Japan is preparing long-term responses to Chinese provocations that challenge its administrative control of the Senkaku Islands.
Chinese planes and ships have been constantly present around the isles, known as Diaoyu in China, since Japan bought three of the five islands on Sept. 11. The purchase brought its total to four.
Some Chinese ships and planes have entered Japan’s airspace and waters, showing the increasing pressure China is putting on Japan to recognize that a territorial dispute over the islands exists. Tokyo has refused to admit this for decades.
Japan spotted one or more Chinese ships in its territorial waters around the islands or surrounding contiguous zone on 92 days last year, over eight times the previous year’s level, according to the Japan Coast Guard’s 11th regional headquarters in Naha, Okinawa Prefecture.
In recent days, a flotilla of four vessels led by a large 3,000-ton-class ship has been spotted.
Between the mornings of Jan. 7 and Jan. 8, four such ships were spotted loitering in Japanese waters for as long as 13 hours.
Seeing the need for long-term surveillance, the Japan Coast Guard plans to form a special patrol unit for the Senkakus comprising 12 ships. The unit won’t be established until April 2015, at the earliest, and outlays for six of the ships will be sought from the fiscal 2012 extra budget.
The Haijian 83 attracted particular attention from Japanese and U.S. officials when it entered Japanese waters on Dec. 31.
The 3,000-ton-class vessel was one of the Chinese government ships in the South China Sea in 2009 when Chinese trawlers believed to be carrying paramilitaries obstructed the operations of a U.S. Navy acoustic research vessel. At the time, the Haijian 83 was thought to have been monitoring and trying to put coercive pressure on the U.S. ship.
“We cannot rule out the possibility that China may use paramilitaries and trawlers to block the operations of Japan Coast Guard ships,” a Japanese official said.
On Jan. 5, China’s State Oceanic Administration sent a Y-12 propeller plane into the air defense ID zone near the Senkakus, causing Japan to scramble fighter jets.
It was the sixth time fighters have been scrambled since Japan’s airspace was first breached by a Chinese plane on Dec. 13.
“There is a strong danger of accidental contact developing into a contingency situation,” a senior Japanese official warned.
The Chinese coast is 330 km from Uotsuri, the largest of the five Senkaku islets, a distance that China’s Jian-10 fighter jets are reportedly capable of covering in about 10 minutes.

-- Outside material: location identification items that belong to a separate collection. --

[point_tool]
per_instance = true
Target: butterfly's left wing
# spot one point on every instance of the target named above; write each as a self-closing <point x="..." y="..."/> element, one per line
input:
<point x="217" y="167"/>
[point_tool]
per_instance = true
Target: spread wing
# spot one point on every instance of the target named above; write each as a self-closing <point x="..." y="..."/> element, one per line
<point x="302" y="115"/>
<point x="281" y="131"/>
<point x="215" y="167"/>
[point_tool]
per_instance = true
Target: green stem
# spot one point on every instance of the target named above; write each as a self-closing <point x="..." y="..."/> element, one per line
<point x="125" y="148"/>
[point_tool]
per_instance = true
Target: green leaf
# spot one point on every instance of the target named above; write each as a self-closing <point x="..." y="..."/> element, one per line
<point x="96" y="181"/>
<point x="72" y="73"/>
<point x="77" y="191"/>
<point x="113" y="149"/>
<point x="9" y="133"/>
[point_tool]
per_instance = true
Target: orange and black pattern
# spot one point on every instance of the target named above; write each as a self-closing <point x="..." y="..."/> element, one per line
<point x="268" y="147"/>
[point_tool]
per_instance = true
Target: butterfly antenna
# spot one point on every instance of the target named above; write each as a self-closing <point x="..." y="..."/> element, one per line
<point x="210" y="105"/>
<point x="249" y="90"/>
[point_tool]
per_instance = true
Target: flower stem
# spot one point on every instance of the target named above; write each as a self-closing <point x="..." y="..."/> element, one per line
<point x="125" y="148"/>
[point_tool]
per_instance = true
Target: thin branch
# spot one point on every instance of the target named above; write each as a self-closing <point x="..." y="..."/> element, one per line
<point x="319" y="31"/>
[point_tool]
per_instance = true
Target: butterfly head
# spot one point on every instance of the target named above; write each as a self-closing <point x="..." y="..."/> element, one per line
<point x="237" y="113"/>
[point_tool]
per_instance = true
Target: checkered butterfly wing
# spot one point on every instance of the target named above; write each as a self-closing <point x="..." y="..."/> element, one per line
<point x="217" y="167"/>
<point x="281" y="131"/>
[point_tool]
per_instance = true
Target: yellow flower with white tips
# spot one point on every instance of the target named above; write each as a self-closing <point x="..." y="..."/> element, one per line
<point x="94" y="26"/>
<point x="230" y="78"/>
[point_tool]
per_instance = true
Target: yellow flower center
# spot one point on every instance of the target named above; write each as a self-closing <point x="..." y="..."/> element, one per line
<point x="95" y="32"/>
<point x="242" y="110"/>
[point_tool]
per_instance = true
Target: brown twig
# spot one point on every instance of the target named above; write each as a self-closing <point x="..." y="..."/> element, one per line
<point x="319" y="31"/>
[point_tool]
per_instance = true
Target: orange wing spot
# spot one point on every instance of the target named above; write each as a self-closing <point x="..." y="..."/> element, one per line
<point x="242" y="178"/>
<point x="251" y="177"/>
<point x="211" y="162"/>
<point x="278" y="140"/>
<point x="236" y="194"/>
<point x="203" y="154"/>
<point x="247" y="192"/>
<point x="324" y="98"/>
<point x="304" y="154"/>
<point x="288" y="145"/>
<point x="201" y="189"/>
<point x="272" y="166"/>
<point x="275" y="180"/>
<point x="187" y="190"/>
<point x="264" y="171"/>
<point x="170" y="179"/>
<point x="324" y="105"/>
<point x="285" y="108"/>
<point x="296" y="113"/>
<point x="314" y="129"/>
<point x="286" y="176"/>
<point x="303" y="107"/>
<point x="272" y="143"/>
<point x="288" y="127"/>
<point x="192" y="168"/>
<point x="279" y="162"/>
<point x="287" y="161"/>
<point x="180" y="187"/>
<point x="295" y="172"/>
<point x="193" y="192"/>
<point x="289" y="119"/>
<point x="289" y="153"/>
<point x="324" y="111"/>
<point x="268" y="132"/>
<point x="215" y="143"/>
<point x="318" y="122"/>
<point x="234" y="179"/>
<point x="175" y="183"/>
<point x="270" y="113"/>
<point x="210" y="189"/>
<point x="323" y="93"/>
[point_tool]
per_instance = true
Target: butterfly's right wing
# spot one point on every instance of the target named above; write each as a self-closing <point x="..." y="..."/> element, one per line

In a recent editorial, the Global Times, the English-language version of a daily affiliated with the People’s Daily, warned that a confrontation between Chinese and Japanese jets will happen if Japan keeps blocking patrols by Chinese planes.
The Defense Ministry is considering procuring Global Hawk surveillance planes for deployment to the East China Sea because a key radar facility on Miyako Island in Okinawa Prefecture cannot detect Chinese aircraft flying at very low altitudes.